We are, however, reluctant to so hold at this time because of the inadequacy of the record. We are concerned that what is disclosed by the record and our inferences and assumptions therefrom may not constitute a sufficiently complete or fair picture of the entirety of the OCHC operation. We are, nevertheless convinced that OCHC was not entitled to summary judgment on this record. Charitable immunity is an affirmative defense, as to which, like all affirmative defenses, defendants bear* the burden of persuasion. See, e.g., Pagano v. United Jersey Bank, 276 N.J.Super. 489, 500, 648 A.2d 269 (App.Div.1994), aff'd, 143 N.J. 220, 670 A.2d 509 (1996); Rendine v. Pantzer, 276 N.J.Super. 398, 435, 648 A.2d 223 (App.Div.1994), aff'd, 141 N.J. 292, 661 A.2d 1202 (1995). Defendants have not done so on this motion.

The summary judgment dismissing the complaint on charitable-immunity grounds is reversed, and we remand for further proceedings. 
      
       At the time of the motion the only remaining defendants were Montecchi, OCHC, and three OCHC employees, defendants Walliser, Remler and Salovitch.
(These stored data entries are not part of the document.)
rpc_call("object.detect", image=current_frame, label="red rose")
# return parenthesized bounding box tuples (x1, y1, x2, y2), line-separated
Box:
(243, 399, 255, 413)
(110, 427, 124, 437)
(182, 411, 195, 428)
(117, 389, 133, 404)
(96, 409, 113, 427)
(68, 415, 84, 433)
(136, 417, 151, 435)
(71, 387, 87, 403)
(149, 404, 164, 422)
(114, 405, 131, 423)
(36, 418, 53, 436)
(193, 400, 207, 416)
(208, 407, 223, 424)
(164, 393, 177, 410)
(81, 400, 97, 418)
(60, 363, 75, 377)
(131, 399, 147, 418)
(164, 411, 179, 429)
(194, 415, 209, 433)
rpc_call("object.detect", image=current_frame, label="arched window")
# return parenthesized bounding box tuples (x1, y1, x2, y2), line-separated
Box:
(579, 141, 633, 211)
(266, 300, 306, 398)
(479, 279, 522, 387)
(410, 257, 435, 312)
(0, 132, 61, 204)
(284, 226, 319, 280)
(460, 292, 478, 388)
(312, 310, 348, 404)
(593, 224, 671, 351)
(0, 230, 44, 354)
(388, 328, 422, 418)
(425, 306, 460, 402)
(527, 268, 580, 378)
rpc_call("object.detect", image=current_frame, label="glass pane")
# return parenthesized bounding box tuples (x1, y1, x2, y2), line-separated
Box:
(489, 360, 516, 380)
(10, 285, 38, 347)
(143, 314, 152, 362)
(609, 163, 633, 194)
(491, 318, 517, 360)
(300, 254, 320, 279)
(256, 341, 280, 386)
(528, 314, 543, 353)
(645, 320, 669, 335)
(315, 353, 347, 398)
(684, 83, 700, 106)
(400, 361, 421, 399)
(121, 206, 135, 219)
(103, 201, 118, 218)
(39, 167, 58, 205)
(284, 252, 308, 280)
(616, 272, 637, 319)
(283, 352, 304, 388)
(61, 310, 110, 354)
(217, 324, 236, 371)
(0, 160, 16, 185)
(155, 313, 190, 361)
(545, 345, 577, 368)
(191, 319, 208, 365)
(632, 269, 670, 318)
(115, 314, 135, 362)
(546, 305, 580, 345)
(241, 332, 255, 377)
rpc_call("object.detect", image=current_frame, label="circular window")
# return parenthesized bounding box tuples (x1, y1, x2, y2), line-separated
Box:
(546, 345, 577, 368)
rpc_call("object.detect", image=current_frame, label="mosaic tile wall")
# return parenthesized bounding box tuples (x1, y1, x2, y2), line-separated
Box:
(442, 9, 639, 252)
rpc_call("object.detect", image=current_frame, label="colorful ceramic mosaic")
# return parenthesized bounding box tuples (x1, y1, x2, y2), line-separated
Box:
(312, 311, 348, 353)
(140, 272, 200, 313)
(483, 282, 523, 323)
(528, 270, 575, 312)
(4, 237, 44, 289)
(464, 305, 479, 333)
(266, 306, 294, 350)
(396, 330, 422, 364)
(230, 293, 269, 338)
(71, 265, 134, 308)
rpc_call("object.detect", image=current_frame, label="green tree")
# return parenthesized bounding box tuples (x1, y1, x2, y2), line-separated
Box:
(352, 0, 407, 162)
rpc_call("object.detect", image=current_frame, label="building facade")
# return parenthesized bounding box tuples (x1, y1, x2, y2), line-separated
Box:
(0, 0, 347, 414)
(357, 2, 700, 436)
Employees of a charitable organization are entitled to the same immunity as the organization. N.J.S.A. 2A:53A~7. The summary judgment motion was brought on behalf of all except Montecchi who, although served, did not respond or appear. The record does not indicate whether the action as against Montecchi was ever terminated. If it was not, then, because all claims against all parties would not have been disposed of, the .summary judgment would be interlocutory. See, e.g., Gloucester City v. Am. Arbitration, 333 N.J.Super. 511, 519, 755 A.2d 1256 (App.Div.2000); Tradesoft v. Franklin Mut. Ins. Co., 329 N.J.Super. 137, 140-141, 746 A.2d 1078 (App.Div.2000). In the event that is so and leave to appeal would, therefore, have been required, we opt to grant leave to appeal nunc pro tunc.
      
     
      
      
         See Dalton v. St. Lukes Catholic Church, 27 N.J. 22, 141 A.2d 273 (1958); Benton v. Y.M.C.A., 21 N.J. 67, 141 A.2d 298 (1958).
     
      
       We do not, however, foreclose defendants from presenting a fuller pictur e of OCHC’s function in an attempt to demonstrate that its function is exclusively educational within the intendment of the statute.